Quando ti guardi gli occhi allo specchio,
poi lasci il pensiero, d’improvviso ti capita l’amore.
Ho un elenco di editori, mi manchi come l’aria.
 
[...]
 
 
Estraneo al buio e alla luce,
alla notte e al mare,
il tuo corpo è la casa più silenziosa
da vivere da sola.
Io ti abito così bene,
così bene lascio che mi sposi
che conservi tu ogni piccola sfida,
quello che serve debolmente a un bacio più fresco,
al mio spazio più ingioiato, più protetto.
Lasciami incontrarti così:
sei vivo, questo è il tuo percorso con le parole.
Non voglio dire più futuro, mentre accadono le cose
perché parli poco ma mi salvi, è più utile dire destino.
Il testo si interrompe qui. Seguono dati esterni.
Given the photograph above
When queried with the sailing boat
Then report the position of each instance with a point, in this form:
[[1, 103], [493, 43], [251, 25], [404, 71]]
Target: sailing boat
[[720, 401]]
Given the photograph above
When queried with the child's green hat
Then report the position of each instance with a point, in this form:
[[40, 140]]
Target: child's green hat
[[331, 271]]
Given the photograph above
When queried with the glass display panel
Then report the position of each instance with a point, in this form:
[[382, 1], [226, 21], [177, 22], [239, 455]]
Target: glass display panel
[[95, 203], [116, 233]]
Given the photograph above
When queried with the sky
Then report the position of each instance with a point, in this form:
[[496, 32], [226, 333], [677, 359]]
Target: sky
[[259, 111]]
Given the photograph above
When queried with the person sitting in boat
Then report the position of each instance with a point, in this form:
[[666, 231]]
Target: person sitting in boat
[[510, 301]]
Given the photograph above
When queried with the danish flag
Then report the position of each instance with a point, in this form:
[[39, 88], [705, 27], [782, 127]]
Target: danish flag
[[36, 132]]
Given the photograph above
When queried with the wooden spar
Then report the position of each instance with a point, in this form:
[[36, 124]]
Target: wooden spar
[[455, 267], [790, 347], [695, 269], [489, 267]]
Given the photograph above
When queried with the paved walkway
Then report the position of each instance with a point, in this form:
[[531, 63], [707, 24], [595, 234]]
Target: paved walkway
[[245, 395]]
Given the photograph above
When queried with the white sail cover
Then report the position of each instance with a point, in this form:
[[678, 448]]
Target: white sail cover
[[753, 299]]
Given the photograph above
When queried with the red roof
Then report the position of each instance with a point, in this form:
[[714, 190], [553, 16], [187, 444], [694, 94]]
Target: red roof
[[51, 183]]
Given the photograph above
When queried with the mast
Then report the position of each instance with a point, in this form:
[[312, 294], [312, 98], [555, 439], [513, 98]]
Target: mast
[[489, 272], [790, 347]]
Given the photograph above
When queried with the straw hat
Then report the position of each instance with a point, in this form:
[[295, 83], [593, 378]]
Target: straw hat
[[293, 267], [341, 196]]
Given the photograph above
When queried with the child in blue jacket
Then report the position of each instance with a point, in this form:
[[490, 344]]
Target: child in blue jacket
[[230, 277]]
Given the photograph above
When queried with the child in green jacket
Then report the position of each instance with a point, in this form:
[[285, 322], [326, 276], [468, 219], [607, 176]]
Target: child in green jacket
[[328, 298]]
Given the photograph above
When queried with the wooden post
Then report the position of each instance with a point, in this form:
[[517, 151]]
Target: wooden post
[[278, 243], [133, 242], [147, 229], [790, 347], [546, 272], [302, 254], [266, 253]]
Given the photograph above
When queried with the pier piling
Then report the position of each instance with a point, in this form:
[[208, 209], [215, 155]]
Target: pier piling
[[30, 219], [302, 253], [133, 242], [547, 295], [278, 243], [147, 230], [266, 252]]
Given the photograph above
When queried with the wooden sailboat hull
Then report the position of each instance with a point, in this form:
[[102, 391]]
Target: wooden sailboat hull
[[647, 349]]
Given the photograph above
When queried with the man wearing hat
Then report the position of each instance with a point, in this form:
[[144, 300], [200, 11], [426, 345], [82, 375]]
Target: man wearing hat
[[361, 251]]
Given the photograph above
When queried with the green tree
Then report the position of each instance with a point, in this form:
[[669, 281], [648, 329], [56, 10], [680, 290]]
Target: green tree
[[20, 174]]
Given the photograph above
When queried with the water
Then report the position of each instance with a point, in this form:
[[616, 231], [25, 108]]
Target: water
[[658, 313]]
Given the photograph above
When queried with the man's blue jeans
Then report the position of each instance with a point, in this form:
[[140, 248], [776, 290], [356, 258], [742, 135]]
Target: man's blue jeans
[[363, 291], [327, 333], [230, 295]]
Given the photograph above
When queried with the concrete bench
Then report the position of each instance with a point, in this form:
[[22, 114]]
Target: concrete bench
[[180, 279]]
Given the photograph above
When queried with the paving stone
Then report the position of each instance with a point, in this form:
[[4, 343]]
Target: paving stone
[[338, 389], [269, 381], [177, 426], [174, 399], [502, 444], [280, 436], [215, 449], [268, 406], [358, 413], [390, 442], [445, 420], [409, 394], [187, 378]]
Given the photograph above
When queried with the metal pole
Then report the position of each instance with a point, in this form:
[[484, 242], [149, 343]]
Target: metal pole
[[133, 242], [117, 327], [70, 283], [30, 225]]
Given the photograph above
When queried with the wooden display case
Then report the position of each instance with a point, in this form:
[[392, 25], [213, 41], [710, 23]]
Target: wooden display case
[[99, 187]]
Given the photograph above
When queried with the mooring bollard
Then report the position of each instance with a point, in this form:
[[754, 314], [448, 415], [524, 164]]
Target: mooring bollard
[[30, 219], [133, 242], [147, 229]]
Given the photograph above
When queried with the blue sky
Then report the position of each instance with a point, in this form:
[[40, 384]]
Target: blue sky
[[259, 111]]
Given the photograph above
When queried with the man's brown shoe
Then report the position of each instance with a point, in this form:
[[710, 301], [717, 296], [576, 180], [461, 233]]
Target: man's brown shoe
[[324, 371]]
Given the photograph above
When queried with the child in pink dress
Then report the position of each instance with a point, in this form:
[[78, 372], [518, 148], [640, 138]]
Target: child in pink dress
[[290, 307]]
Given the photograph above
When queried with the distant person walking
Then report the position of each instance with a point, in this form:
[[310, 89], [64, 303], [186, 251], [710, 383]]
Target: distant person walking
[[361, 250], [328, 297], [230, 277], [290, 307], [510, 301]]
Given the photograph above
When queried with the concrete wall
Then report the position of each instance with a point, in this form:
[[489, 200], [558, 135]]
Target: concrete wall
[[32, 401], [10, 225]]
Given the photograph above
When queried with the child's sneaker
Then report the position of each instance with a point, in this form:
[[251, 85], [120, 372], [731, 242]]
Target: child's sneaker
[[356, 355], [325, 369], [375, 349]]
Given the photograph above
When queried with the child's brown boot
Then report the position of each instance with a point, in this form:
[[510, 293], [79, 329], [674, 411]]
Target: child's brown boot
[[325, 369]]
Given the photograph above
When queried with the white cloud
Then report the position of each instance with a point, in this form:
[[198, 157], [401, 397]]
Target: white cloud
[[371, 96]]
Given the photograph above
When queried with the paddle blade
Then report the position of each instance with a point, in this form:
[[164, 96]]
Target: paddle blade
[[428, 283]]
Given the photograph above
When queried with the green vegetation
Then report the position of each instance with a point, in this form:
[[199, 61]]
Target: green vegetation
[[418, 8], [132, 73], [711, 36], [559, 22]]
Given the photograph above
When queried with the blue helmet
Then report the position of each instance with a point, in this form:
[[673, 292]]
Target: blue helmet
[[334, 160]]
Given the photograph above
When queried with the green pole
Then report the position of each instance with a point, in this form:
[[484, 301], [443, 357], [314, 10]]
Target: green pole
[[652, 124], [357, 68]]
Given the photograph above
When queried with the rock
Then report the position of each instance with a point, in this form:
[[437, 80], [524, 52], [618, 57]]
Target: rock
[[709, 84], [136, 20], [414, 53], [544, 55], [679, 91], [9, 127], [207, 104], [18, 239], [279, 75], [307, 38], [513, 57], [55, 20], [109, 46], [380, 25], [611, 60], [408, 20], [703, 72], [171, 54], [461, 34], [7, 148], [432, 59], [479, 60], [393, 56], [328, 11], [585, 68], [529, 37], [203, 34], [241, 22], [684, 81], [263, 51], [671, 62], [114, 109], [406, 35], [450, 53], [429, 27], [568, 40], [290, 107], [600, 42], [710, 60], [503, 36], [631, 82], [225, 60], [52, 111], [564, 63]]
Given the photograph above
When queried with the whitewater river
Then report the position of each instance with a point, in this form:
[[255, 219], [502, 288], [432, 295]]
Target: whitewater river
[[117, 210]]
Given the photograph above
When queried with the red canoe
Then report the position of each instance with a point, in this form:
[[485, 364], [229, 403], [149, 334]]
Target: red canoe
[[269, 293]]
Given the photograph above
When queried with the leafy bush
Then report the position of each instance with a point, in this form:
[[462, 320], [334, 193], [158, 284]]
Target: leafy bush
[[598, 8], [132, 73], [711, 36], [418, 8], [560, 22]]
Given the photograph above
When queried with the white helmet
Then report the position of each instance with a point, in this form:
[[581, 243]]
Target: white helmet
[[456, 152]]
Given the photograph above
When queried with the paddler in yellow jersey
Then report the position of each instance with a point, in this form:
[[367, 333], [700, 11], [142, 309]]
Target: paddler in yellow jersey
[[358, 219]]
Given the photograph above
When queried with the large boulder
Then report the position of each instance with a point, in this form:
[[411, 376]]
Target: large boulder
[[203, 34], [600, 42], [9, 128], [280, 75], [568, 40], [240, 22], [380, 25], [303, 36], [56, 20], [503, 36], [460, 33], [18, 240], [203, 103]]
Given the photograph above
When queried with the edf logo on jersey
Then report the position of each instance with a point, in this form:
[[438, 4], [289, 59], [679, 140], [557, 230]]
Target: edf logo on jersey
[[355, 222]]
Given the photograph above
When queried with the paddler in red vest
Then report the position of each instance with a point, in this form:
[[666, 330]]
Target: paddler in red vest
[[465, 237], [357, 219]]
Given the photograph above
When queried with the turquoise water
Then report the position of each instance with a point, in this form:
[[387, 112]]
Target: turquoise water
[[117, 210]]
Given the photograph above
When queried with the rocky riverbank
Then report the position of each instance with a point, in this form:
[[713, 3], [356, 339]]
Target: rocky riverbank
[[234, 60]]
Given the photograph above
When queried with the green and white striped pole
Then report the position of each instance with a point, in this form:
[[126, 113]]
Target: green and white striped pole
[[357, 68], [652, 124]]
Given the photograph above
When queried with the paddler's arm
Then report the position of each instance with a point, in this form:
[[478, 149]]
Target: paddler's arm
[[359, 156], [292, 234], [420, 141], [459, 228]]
Cerco per questo, una sola parola che,
ci colmi di dolcezza.
Come una tua parola d’eco,
il tuo destino si libera nel mio;
libero tu e libera io
fino a quando mi scrivi di cancellare ogni nome
che non esiste amore scartato,
perché è finita ogni tragedia,
e tu compari accaduto nei giorni:
non è il destino del cielo o dello stomaco,
della carta o della parola,
è il destino di essere umani e tu
sei l’uomo più innamorato senza colpe nello sguardo.
Il tuo sguardo si allunga su di me giorno dopo giorno,
non posso che riempire il deserto di te.
 
[...]
 
 
Siamo andati a visitare in un week end una città
che nemmeno tu avevi mai visitato prima,
ho in mano un foglio con la lista della spesa
e una mia foto che mi ricorda chi sono,
mi sembra a volte di dimenticare il mento,
le emozioni, se non me le ricordi tu.
Invece nei giorni pessimi fino all’orlo,
metto un profumo alla vaniglia
che non ti piace, preferisci quello alle primule
nel frattempo dobbiamo comprare
i bicchieri di plastica, una nuova agenda
di evocazioni poetiche, un test di gravidanza.